Mencionemos algunos asuntos pequeños. Por ejemplo, supongamos que hay un humano que ha hecho algo ma­lo, y usted siente que debe ir a amonestarlo. Sin embar­go, existe una dificultad, y es que usted teme que él no va a oírlo. Usted no está seguro de si él aceptará su con­sejo o no. Pero si usted conoce la oración de autoridad, puede manejar este asunto más fácilmente. Usted puede orar: “Señor, no puedo ir a visitarlo, pero haz que él ven­ga”. Usted acude al trono para mover a ese hermano. Ciertamente, después de un breve tiempo, él acude a us­ted y le informa personalmente: “Hermano, hay algo en lo cual no estoy bien claro; ¿quiere usted aconsejarme al respecto?” Así usted puede aconsejarlo de la manera más conveniente. Esta es la oración de autoridad. Cosiste en no hacer nada por la fuerza propia, sino hacerlo lodo por medio del trono de Dios. La oración de autoridad no es implorarle a Dios que obre en contra de su voluntad, si­no que es notificarle que uno sabe qué debe hacerse, y Él lo hará.

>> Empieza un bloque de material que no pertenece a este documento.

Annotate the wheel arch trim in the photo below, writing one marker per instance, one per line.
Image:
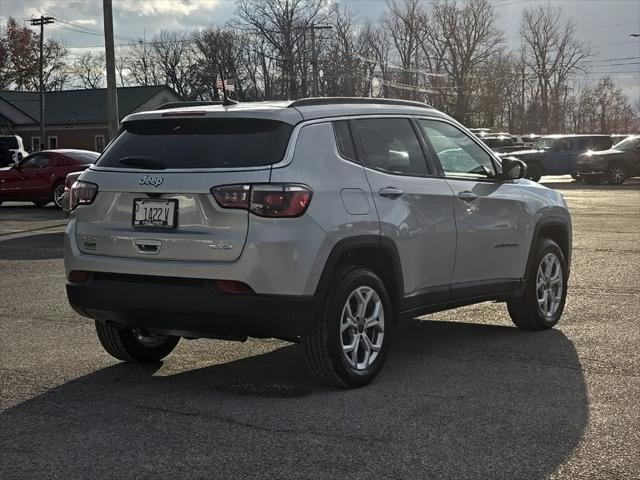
(359, 243)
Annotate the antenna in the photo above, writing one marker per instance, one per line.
(226, 102)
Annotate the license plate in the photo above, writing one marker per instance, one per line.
(149, 212)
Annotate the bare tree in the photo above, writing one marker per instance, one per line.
(470, 38)
(88, 70)
(404, 22)
(218, 49)
(142, 64)
(345, 66)
(552, 54)
(283, 24)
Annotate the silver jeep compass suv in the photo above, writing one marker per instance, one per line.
(318, 220)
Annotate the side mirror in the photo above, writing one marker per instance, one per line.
(513, 169)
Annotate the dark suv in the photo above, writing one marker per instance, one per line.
(614, 165)
(557, 154)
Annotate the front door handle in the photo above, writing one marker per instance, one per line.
(467, 196)
(390, 192)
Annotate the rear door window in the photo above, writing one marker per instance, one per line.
(459, 155)
(390, 145)
(183, 143)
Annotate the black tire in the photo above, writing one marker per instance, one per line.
(323, 345)
(525, 311)
(534, 172)
(122, 343)
(616, 173)
(592, 180)
(56, 196)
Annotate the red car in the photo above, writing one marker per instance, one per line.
(39, 177)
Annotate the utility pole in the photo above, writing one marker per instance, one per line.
(522, 103)
(41, 22)
(314, 55)
(112, 92)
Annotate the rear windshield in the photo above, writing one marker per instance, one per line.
(199, 143)
(10, 142)
(83, 157)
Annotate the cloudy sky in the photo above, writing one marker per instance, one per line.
(605, 24)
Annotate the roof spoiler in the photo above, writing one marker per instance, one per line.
(195, 103)
(307, 102)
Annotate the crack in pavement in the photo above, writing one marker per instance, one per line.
(238, 423)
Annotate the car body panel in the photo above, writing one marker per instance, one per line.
(561, 158)
(493, 234)
(596, 163)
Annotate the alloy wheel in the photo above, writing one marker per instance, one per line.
(549, 285)
(362, 328)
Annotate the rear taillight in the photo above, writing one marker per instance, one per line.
(282, 200)
(82, 193)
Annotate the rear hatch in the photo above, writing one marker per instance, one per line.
(154, 181)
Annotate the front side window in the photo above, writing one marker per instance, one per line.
(35, 161)
(628, 144)
(459, 155)
(390, 145)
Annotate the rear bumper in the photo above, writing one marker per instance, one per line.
(189, 307)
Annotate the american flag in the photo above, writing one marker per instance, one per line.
(229, 84)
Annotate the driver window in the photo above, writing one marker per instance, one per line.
(30, 162)
(36, 161)
(459, 155)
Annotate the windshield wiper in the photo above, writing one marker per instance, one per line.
(143, 162)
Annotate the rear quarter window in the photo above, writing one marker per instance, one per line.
(10, 142)
(84, 158)
(182, 143)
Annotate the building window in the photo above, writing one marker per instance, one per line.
(99, 143)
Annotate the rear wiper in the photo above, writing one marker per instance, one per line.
(143, 162)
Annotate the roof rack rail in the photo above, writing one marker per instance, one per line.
(194, 103)
(308, 102)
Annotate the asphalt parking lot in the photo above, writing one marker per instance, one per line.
(464, 394)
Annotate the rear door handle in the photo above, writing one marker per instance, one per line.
(467, 196)
(390, 192)
(148, 247)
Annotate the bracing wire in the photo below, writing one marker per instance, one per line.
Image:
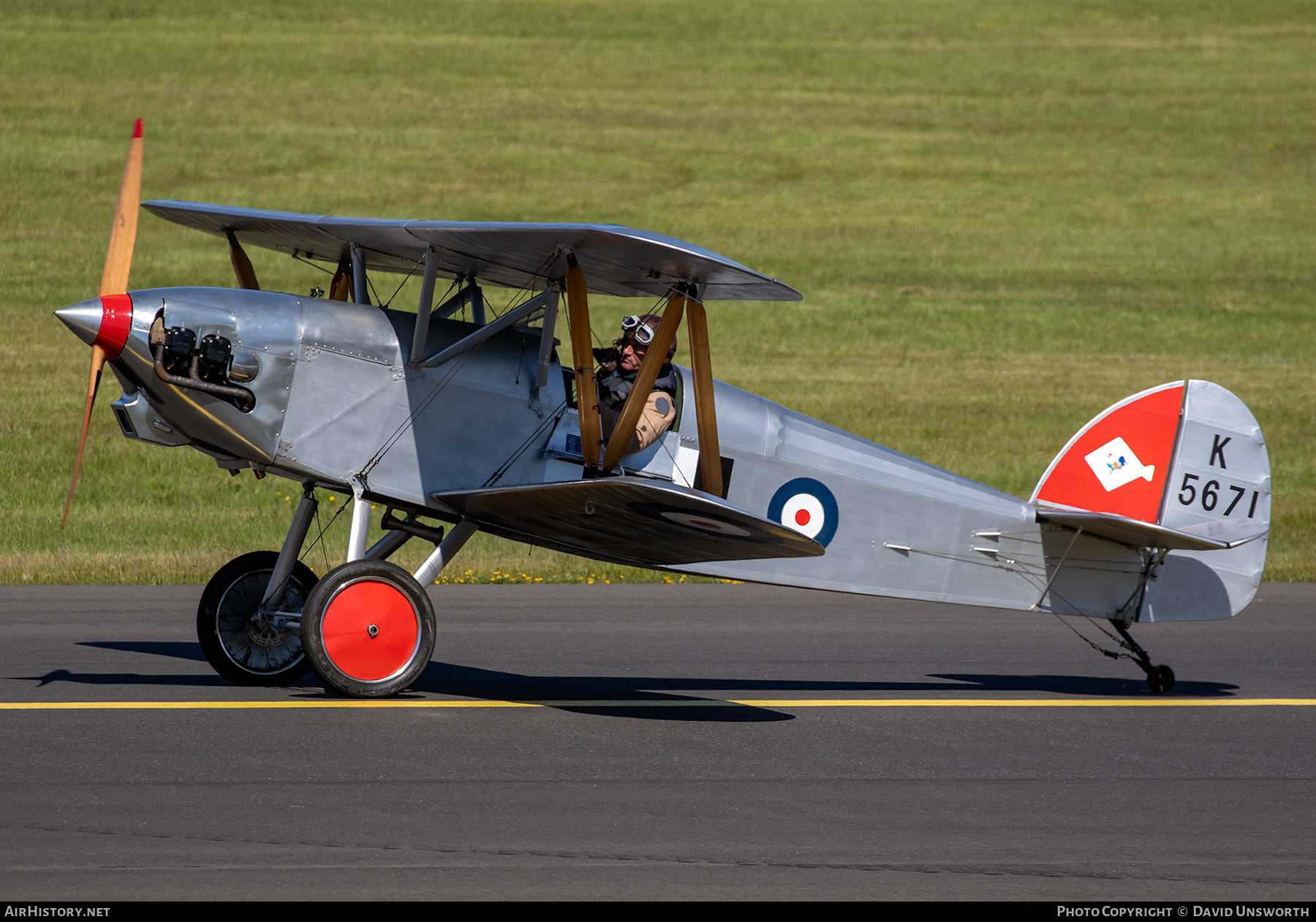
(447, 378)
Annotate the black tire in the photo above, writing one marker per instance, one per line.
(1161, 679)
(368, 629)
(243, 651)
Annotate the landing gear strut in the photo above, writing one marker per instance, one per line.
(1160, 678)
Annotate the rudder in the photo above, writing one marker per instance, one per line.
(1184, 456)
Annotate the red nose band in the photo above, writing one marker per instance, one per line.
(116, 321)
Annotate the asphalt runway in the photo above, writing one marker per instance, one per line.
(878, 755)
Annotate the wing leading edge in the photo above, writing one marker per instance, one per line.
(616, 260)
(631, 521)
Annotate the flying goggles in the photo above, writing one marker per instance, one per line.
(638, 329)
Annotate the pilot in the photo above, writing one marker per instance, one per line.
(616, 377)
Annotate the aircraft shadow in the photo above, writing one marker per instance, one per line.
(648, 698)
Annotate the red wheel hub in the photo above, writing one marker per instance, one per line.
(370, 630)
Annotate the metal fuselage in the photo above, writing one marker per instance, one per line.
(336, 403)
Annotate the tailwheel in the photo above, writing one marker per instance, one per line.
(368, 629)
(241, 642)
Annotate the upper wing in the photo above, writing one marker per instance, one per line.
(615, 260)
(631, 521)
(1217, 536)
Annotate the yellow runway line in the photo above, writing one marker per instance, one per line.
(250, 706)
(666, 703)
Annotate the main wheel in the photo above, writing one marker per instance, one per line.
(1161, 679)
(368, 629)
(241, 646)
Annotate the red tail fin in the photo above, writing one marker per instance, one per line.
(1119, 462)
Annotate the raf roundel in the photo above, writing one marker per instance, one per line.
(807, 507)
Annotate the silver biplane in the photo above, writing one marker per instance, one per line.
(1156, 510)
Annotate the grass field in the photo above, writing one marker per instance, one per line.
(1003, 216)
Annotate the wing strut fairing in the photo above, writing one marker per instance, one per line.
(616, 260)
(632, 521)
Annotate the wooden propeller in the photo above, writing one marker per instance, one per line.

La oración de autoridad puede controlar las condiciones atmosféricas y también a la gente. Jorge Müller tuvo tal experiencia. Una vez estaba navegando hacia Québec y se encontró con una espesa neblina. Le habló al capitán del barco: “Capitán, vengo a decirle que necesito estar en la ciudad de Québec el sábado por la tarde”. “Eso es im­posible”, respondió el capitán”. Entonces, si el barco no puede llevarme allí a tiempo, Dios tiene alguna otra ma­nera”, contestó Müller. Entonces se arrodilló e hizo la más simple oración. Luego le dijo al capitán: “Capitán, abra la puerta de su cabina y verá que ya se fue la nebli­na”. Cuando el capitán se levantó para ver, halló que la neblina se había esfumado. El hermano Müller llegó a la ciudad de Québec el sábado por la tarde y cumplió su compromiso. Esta es una oración de autoridad.

Si Dios ha de tener una compañía de vencedores, tiene que haber guerra de oración. Necesitamos batallar con­tra Satanás, no sólo cuando nos enfrentamos con algo, sino también cuando las cosas suceden en torno a noso­tros. Tenemos que controlar esas cosas a través del tro­no. Nadie puede ser un vencedor sin ser un guerrero de oración. Para que uno pueda ser verdaderamente un vencedor delante de Dios, tiene que aprender a hacer la oración de autoridad.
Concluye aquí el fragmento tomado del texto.